Aliens From Alpha Centauri Asked Californian Man To Save Humankind In 1960s
Presidents of the United States have always shown skepticism about the presence of extraterrestrials and UFOs. They have never given a straight answer to this highly mysterious question: Are UFOs & aliens real? During the Trump administration, the CIA and Pentagon came forward to release the highly classified files which literally talking about UFOs. From the articles written in several popular newspapers, there is a slight hint that former US presidents like Dixon, Kennedy, and Eisenhower had some knowledge about extraterrestrials. Unfortunately, they never revealed anything to the public officially. Among them, there is one name that we have forgotten somewhere in the past, but he publicly claimed to had regular contact with ETs.
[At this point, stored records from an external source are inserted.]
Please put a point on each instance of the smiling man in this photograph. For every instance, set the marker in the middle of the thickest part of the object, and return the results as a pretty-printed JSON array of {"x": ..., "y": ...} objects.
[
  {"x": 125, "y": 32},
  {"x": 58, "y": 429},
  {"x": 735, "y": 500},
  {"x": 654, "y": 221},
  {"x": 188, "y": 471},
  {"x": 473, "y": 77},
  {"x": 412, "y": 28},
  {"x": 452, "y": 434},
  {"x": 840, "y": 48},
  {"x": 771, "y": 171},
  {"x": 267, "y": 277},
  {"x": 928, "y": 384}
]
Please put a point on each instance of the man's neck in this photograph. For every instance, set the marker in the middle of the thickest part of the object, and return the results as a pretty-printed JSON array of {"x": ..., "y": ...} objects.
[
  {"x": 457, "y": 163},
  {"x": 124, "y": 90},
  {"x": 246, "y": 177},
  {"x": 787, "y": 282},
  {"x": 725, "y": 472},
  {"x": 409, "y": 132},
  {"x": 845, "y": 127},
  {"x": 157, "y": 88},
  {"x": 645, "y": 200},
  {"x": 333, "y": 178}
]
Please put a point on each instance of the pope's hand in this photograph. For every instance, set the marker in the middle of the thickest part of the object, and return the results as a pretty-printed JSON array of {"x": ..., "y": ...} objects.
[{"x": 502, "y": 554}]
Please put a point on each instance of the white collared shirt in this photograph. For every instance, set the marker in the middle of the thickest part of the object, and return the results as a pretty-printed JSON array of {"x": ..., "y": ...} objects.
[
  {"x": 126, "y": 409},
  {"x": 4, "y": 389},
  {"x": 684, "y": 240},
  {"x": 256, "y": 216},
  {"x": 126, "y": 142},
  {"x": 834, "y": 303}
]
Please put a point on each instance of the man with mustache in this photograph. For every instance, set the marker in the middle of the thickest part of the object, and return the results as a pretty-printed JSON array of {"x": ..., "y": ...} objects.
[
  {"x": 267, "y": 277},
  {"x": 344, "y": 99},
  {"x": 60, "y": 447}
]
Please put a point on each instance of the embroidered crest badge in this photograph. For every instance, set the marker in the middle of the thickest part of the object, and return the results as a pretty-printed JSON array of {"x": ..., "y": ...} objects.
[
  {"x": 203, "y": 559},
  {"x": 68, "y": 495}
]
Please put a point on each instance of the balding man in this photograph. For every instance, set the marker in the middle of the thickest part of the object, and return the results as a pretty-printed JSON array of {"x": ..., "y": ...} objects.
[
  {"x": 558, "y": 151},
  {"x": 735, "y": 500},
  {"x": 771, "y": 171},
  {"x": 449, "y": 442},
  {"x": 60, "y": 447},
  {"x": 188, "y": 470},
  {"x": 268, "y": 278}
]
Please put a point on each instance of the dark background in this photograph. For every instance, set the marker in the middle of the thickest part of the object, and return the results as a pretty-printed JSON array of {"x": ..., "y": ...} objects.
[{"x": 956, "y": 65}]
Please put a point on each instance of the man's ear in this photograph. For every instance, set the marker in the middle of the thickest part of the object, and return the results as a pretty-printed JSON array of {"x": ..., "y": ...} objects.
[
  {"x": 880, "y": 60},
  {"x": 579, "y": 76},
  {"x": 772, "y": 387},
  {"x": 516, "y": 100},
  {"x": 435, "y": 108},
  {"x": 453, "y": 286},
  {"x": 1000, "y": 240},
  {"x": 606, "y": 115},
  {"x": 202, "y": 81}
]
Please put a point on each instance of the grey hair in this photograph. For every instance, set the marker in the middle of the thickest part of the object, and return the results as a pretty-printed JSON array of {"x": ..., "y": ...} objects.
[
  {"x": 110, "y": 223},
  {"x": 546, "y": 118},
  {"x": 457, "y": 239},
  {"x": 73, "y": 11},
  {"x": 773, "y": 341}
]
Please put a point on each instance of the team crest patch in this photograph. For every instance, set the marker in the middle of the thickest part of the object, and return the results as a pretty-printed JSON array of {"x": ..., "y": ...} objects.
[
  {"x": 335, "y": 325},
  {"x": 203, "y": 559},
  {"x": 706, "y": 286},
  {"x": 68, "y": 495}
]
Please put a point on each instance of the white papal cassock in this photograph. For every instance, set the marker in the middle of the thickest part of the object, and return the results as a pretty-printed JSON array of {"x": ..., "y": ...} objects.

Gabriel Green, a professional photographer and UFO researcher was a write-in United States presidential candidate in 1960 and 1972. Although he had no political experience, he was serious about becoming the president of the United States. The reason behind it, as he stated, were the “Space People” who asked him to run for the presidentship.
Green was born in California in 1924. According to him, he hesitated at first but then realized that Earth needed urgent aid from the Space People, otherwise it could doom. During the 50s and 60s, he received strange attention after he founded a flying saucers club known as AFSCA (Amalgamated Flying Saucer Clubs of America), and book publications such as “Let’s Face Facts About Flying Saucers.” From all these accounts, he claimed to had been in contact with 1.5-meter tall humanoids from the planet Korender, orbiting the triple star Alpha Centauri. He said that he was in “telepathic contact with the Space Masters and the Great White Brotherhood.”
Meanwhile, he claimed to had seen nearly 75 flying saucers. On July 11, 1959, during a peace convention of AFSCA at the Statler-Hilton Hotel in Los Angeles, he also announced that UFOs from other planets would visit the convention.
Later in August 1960, a Los Angeles Times journalist named Jack Smith covered a story about Gabriel Green who at that time was running for the seat of the U.S. Senate. Besides, at exactly the same time period, when “The Times” was full of flying saucers’ stories, in the midst of it, two audio files came into the limelight. They were actually the recordings from the convention of flying saucers enthusiasts, held at the Shrine Auditorium. In one audio file
, Green could be heard speaking during an interview about his meeting with extraterrestrials:
“Well, I decided as a result of a request from the space people that I do so. At first, I was very reluctant because I felt very humble with being asking to undertake to take such responsibility. Frankly, at first, I really didn’t feel that I wanted to take upon my shoulder such a tremendous project but when the space people talked to me about it and pointed out that our civilization was doomed unless somebody made an effort and took action and change the present direction and which mankind is heading that we would not very long have a civilization on this earth.”
Interestingly, in another audio file, a man who called himself Prince Niason (he also introduced a woman whom he designated as “Princess” but her name is not clear) could be heard saying that they had come from a planet (Titanic), one-half light-years from Earth in 1927.
He said that he had constant 24 hours communication with crafts within the Earth’s atmosphere and operational between planets.
It must be noted that Green ran for the US Senate from California in 1962. He lost the election, placing third with total votes of over 171,000. Nevertheless, he continued working on his UFO magazine and flying saucer club, joined by more than 3,000 people. Then again in 1972, he decided to enter into politics but this time running for the presidency. Unfortunately, he faced a great defeat.
After that, he reduced spotting into the limelight. He moved to the California desert and was only seen at the UFO events. He faded away until his death in 2001.